Ya, in the Stihl catalog it shows 16-20" bars for both saws. On the Stihl website for Canada, US, Europe it has different lengths. Depends on the type of wood to be cut, the longer the bar the more it will bog down. My buddies who work in the tree service industry only use 20" bars on ms 460's and 24" on ms 660's.


----------



## PLAYS WITH FIRE

http://lancaster.craigslist.org/grd/4235827339.html

Ms361 for cheap here...


----------



## Jon1270

PLAYS WITH FIRE said:


> http://lancaster.craigslist.org/grd/4235827339.html
> 
> Ms361 for cheap here...



Eh, $425 isn't that cheap.


----------



## PLAYS WITH FIRE

If it a great shape 361 with good b&c that's not bad! In the burg that's about the going price...I would never recommend giving what they are asking.   I have 2 261's and they are super saws but the 361 has bit more grunt for the bigger stuff.


----------



## Clyde S. Dale

wenger7446 said:


> Thanks for the feedback everyone. I will be picking up the 261, probably sometime next week.
> 
> Can't wait to try it out.



Did you get the MS261, or the MS261C-M?


----------



## mecreature

The 261s are nice but not a thing wrong with that 271. 
I have an MS280 pretty close to the 270 at the time.  
It is a very nice saw.


----------



## Twisted Priorities

mecreature said:


> The 261s are nice but not a thing wrong with that 271.
> I have an MS280 pretty close to the 270 at the time.
> It is a very nice saw.


The MS 280 is 4.5cc larger than the MS 270 but is the same weight. The MS 290 is 1cc larger yet but 2 lbs heavier. These saws are still considered farm / landscape - property maintenance saws. The MS 260, 261, 261 C-M are professional forestry saws which are designed for extreme work conditions.
They're all great saws.


----------



## wenger7446

Clyde S. Dale said:


> Did you get the MS261, or the MS261C-M?

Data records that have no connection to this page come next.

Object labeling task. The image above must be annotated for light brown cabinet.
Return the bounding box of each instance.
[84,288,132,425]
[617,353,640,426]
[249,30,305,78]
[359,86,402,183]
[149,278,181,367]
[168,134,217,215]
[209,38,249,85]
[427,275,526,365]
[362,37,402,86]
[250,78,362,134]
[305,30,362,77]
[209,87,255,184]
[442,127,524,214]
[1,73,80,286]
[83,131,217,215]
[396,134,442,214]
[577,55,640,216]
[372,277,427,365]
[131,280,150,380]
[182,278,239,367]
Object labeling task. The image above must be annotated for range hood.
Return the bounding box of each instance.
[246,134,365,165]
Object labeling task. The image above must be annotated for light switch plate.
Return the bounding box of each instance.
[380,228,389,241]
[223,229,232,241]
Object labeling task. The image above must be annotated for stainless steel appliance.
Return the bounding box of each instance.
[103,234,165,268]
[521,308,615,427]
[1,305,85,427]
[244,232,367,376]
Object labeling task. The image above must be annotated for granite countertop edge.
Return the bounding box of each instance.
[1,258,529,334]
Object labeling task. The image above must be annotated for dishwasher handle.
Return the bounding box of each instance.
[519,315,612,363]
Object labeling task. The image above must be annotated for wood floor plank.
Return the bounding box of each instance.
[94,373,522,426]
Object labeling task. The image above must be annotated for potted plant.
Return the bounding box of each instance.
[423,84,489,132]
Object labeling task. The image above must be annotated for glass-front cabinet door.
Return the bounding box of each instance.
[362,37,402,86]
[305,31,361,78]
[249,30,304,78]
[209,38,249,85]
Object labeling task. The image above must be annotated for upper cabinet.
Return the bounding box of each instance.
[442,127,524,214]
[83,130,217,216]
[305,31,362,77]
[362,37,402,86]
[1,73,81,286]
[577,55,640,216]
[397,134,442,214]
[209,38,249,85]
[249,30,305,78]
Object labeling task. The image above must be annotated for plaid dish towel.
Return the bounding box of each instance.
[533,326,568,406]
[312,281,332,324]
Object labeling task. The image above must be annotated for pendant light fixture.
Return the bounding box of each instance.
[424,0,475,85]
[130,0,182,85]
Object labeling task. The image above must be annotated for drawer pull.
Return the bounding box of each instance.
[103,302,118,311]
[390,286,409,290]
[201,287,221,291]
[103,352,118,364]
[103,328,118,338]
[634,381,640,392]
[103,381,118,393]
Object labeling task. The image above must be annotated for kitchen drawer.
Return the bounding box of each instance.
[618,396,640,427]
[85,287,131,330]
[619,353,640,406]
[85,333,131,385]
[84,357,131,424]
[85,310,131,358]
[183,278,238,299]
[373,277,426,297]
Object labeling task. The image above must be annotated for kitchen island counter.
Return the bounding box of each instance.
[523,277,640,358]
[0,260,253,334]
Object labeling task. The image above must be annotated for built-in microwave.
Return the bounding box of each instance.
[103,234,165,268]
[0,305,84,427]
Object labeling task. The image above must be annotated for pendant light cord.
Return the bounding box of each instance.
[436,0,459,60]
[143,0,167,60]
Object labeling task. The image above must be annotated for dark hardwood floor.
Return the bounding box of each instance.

Life got in the way and I didn't pick one up yet.


----------



## missedbass

mecreature said:


> The 261s are nice but not a thing wrong with that 271.
> I have an MS280 pretty close to the 270 at the time.
> It is a very nice saw.


+1 use my 271 as a firewood saw and its been great!


----------



## ole

Holy crap. I work for a city in Wisconsin. My boss let me take home a brand new Stihl MS 261. Not one ounce of gas run through it. He said, "go ahead Ole, take it home give it a shot, run two tanks of gas through it and bring it back in one piece. Break her in". 
OMG
He just cost me about $609. That saw runs circles around my old Stihl 28 WB. I am going  to have to trade the old girl in. What a competent saw. I took down a big standing cherry about 18 inch diameter and bucked it up. That saw didn't even break a sweat. Then ran it through some hard dead oak and no bark elm. Very impressed.


----------



## BrotherBart

Pffft. I took a woman out to dinner in 1972. To date I figure that dinner has cost me 3/4 of a million dollars.


----------



## D8Chumley

Good one BB!


----------



## Jon_E

BrotherBart said:


> Pffft. I took a woman out to dinner in 1972. To date I figure that dinner has cost me 3/4 of a million dollars.



Hope it was a good meal, at least.


----------



## KindredSpiritzz

I just happen to be looking at saws today and while they didnt have a 261 on display I did fall in love with the 271 they had for $420.  Tag said it would take an 18 or 20 inch bar.
I need to save up a bit more coinage but im thinking thats the one my hearts set on. Sure looked sweet and im thinking an 18 inch bar will do quite nicely for my purposes. I got to stop going there and looking at saws tho, it's making me twitchy to get one and its getting too tempting to just throw it on the ol charge card instead of waiting til i have cash.
Patience grasshopper.


----------